Patent ruling won't alter Empire Genomics approach

2013-06-14 15:07:48
A Buffalo biotech firm says the U.S. Supreme Court decision this week on patents and genetics won’t likely have a major impact on its business, but the ruling does provide some clarity.

Empire Genomics LLC of Buffalo provides molecular genomic testing, specializing in oncology and personalized medicine.

Thursday’s Supreme Court decision involved patents by Salt Lake City-based Myriad Genetics Inc., which holds patents related to the discovery and sequence of two genes, which it used to develop tests for breast and ovarian cancer. Simply put: The court said naturally-occurring human genes cannot be patented.

Anthony Johnson, president and CEO at Empire Genomics, said the court’s decision was widely anticipated among industry leaders. In the short term, the decision doesn’t help or hurt the local company.

“We’re in compliance definitely and not concerned with that as a company, but it’s good to get some clarity so you know what to do moving forward,” he said. “We’ve been reviewing the licenses and the areas the Supreme Court has upheld are patentable and inventive, not just aspects of do you have a gene or not.”

With Myriad’s existing patents invalidated, industry groups say the decision could open up opportunities for other testing and diagnostics companies eager to begin developing cancer tests. The Association for Molecular Pathology, which filed the lawsuit challenging Myriad’s patents, said the decision could have positive implications for the field.

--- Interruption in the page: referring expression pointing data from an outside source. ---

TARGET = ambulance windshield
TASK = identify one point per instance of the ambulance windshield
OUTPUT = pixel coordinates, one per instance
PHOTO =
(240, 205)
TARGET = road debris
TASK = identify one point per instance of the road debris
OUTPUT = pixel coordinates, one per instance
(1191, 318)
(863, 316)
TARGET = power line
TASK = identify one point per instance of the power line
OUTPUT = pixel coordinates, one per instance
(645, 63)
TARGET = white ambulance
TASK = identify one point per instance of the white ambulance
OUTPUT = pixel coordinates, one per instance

“The court’s decision that human genes are not patentable is a great step forward for the field of molecular pathology, for genomic science, and most important for our patients. We look forward to exciting future advancements in diagnostic testing and therapeutics that will accrue to the benefit of our patients and our field.”

The genetics and genomics industry’s impact on the economy has climbed to $965 billion since 1988, according to a Battelle study released Wednesday by United for Medical Research. The study examines the impact of billions of dollars of private and governmental investment in genomic research.

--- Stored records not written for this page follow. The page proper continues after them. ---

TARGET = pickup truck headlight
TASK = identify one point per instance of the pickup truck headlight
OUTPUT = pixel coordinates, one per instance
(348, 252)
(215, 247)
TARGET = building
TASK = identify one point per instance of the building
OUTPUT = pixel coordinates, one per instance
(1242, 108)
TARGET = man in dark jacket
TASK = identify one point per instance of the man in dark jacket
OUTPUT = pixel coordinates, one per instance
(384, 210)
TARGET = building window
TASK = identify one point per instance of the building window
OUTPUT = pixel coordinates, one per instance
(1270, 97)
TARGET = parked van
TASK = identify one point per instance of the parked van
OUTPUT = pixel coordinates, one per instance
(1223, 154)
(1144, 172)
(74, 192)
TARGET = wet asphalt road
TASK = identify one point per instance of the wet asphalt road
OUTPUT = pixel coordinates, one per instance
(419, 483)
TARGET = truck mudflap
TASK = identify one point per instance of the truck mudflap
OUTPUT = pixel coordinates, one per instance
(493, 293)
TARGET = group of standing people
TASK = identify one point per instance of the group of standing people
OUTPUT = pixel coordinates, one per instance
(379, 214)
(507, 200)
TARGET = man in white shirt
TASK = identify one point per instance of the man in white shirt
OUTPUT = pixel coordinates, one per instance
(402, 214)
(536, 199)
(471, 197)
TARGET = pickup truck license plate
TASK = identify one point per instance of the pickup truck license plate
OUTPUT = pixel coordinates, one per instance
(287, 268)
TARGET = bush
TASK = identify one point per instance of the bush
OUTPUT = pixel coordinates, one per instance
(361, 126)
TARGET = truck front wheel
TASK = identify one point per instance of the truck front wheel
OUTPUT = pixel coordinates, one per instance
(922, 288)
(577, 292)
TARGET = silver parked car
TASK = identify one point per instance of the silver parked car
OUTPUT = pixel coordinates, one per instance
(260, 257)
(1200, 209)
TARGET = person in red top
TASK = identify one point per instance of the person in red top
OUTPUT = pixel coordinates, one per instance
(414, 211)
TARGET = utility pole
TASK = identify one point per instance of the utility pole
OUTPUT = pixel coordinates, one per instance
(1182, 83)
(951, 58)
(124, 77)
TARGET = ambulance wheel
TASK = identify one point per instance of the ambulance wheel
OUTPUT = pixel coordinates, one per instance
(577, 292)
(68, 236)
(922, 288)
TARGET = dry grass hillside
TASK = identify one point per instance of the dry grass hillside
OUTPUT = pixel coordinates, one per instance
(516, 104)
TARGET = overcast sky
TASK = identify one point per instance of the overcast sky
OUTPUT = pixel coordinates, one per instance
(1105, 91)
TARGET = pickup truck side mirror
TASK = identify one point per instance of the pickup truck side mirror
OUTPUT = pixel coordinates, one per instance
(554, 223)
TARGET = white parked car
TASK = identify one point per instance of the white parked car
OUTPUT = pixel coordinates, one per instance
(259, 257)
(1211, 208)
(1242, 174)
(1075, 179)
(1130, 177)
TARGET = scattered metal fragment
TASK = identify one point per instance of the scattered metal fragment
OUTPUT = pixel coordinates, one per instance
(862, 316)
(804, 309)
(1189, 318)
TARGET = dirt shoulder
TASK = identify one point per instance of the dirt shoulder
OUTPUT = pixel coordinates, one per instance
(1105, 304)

That’s true here in Buffalo as well: In addition to its own genomic testing research, Empire Genomics is also working with Life Technologies Corp. and the University at Buffalo to create a new gene sequencing facility on the Buffalo Niagara Medical Campus for genetics-based clinical research.

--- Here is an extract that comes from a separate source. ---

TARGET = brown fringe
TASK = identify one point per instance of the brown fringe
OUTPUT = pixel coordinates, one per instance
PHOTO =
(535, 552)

In recent weeks, Empire Genomics announced it will begin developing a genomic companion diagnostic test for multiple myeloma using a new federal grant from the National Cancer Institute within the National Institutes of Health. It’s also developing a molecular diagnostic test to help diagnose and treat patients with neuroendocrine prostate cancer using licensed technology from Cornell University.

Johnson said the company is poised for growth.

“All this research over the past three to four years is coming to fruition to be commercializable,” he said. “Companies like Empire would not be around if not for all the money the government has put into genomics research.”

“We’re definitely growing rapidly. We’re on pace with what we projected and are growing even faster.”